Luke: Anakin Skywalker…

Vader: Oh, okay… if you wanna pull my leg you need to go to lava planet and pick it up, cause I’m Anakin Skywalker. Or I was anyway, before I changed it, cause not too many people tremble in fear of a guy named Annie.

Luke: Word. So do you have any kids?

Vader: Oh, long story, sad one. I had one, he’d be about your age, but unfortunately he died at birth. His mother died too.

Luke: Oh, sorry to hear that. You must have been heartbroken.

[flashback ending in NOOOOOOOOOOOOO!!!]

Luke: So like, was that when you turned evil? When you saw your wife and child’s dead bodies?

Vader: No, it was a little before then. In fact technically I never saw their dead bodies. My new boss just told me they were dead and I took him at his word. I mean he may have wiped out the Jedi and made me kill younglings, but he never lied to me. Well, enought of that. So how’d you hook up with Obi Wan? The only time I know of he went to Tattooine was when he found me.

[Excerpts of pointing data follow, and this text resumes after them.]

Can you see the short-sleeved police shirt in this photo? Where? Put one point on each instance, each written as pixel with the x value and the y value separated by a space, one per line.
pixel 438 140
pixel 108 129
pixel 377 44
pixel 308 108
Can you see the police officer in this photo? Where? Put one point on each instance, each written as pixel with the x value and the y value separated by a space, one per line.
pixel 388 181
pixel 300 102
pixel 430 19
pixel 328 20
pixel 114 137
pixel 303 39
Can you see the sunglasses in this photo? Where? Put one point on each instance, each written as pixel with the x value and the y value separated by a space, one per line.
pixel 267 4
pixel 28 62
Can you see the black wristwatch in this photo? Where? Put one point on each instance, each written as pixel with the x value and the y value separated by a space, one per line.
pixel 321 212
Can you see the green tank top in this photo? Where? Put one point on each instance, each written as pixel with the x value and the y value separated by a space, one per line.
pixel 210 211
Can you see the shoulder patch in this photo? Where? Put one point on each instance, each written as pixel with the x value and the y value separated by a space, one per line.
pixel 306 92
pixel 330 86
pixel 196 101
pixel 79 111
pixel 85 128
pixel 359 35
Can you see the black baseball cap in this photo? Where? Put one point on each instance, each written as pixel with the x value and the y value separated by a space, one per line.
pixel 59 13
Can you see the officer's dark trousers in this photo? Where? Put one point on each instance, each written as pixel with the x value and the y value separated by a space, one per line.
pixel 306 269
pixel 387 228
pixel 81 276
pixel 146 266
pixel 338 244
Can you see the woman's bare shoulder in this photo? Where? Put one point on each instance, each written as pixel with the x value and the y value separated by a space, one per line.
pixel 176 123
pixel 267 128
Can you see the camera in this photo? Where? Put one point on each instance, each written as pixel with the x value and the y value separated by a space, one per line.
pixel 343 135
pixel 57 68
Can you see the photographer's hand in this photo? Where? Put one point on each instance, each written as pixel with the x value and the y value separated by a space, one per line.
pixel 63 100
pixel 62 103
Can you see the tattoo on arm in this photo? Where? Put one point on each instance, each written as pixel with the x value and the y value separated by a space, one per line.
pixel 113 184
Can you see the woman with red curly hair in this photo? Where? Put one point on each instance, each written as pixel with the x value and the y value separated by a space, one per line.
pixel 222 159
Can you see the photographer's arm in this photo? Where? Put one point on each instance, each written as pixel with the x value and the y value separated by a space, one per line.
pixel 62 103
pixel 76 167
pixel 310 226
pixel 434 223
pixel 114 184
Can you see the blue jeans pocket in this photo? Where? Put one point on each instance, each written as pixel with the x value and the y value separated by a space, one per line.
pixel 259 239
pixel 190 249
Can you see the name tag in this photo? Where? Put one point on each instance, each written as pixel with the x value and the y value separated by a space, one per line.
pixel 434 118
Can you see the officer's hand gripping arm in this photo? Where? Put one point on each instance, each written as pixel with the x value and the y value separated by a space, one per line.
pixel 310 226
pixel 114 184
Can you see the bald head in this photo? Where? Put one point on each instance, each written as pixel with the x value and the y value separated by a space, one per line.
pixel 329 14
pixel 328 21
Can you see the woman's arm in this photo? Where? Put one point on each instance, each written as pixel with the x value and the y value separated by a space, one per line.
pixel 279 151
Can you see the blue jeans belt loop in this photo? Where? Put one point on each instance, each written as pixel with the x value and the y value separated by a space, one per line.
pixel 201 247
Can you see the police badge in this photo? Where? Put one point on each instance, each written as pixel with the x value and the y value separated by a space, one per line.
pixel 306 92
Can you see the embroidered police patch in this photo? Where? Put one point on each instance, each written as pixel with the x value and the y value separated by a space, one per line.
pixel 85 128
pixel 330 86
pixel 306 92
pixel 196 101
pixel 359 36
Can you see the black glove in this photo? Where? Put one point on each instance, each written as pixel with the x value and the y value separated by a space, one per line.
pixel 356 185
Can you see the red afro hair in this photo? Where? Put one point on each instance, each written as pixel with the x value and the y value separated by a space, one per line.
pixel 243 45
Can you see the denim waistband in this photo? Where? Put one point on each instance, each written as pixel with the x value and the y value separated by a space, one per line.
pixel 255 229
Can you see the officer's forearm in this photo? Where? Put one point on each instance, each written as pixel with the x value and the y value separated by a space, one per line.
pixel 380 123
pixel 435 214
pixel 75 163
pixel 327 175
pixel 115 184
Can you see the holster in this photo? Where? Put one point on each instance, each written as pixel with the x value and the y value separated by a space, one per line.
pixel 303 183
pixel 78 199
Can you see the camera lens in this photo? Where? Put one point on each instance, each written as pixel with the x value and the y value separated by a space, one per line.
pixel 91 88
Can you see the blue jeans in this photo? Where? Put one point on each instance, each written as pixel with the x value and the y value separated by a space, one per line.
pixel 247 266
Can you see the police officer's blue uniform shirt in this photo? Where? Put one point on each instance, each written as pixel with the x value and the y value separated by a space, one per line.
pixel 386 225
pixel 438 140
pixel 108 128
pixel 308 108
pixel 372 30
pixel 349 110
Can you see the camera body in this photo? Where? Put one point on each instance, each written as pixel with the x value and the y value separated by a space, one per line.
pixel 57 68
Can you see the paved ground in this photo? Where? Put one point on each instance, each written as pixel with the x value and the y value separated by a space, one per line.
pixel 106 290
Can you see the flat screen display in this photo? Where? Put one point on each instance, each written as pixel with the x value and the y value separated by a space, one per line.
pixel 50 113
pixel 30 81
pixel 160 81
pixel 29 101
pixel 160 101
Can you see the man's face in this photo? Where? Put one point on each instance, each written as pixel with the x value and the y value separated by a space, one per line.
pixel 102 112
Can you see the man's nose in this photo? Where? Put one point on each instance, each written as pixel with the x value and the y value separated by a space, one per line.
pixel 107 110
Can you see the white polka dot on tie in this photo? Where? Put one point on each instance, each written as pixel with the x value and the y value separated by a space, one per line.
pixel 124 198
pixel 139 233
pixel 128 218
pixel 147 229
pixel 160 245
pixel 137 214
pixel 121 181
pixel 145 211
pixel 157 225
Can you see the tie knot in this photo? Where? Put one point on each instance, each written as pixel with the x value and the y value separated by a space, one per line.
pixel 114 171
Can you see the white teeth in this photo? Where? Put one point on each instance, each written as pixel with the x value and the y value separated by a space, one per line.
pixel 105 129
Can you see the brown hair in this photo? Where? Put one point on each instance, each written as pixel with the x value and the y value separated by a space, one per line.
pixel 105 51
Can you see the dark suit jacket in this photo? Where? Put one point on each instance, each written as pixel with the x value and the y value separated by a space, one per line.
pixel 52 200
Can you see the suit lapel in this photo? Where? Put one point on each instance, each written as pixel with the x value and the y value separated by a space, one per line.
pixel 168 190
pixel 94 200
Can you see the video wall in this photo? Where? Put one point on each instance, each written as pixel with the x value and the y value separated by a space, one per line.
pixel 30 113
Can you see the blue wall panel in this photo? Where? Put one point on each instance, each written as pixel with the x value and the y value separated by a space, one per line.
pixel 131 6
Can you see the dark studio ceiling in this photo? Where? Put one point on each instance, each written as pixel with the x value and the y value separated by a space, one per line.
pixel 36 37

Luke: Oh, he took me to Uncle Owen when I was newborn. My mom had just died at birth.

Vader: Okay… you know what I’m thinking… okay… this is gonna flip your lid…

[/deleted scene]
VADER: I AM YOUR FATHER!

Our name, as if you didn’t already know, is Perez Montoya. Even tho we just luvs that outfit (ferosh!), you killed our daddy U meanie! Cease and desist bb!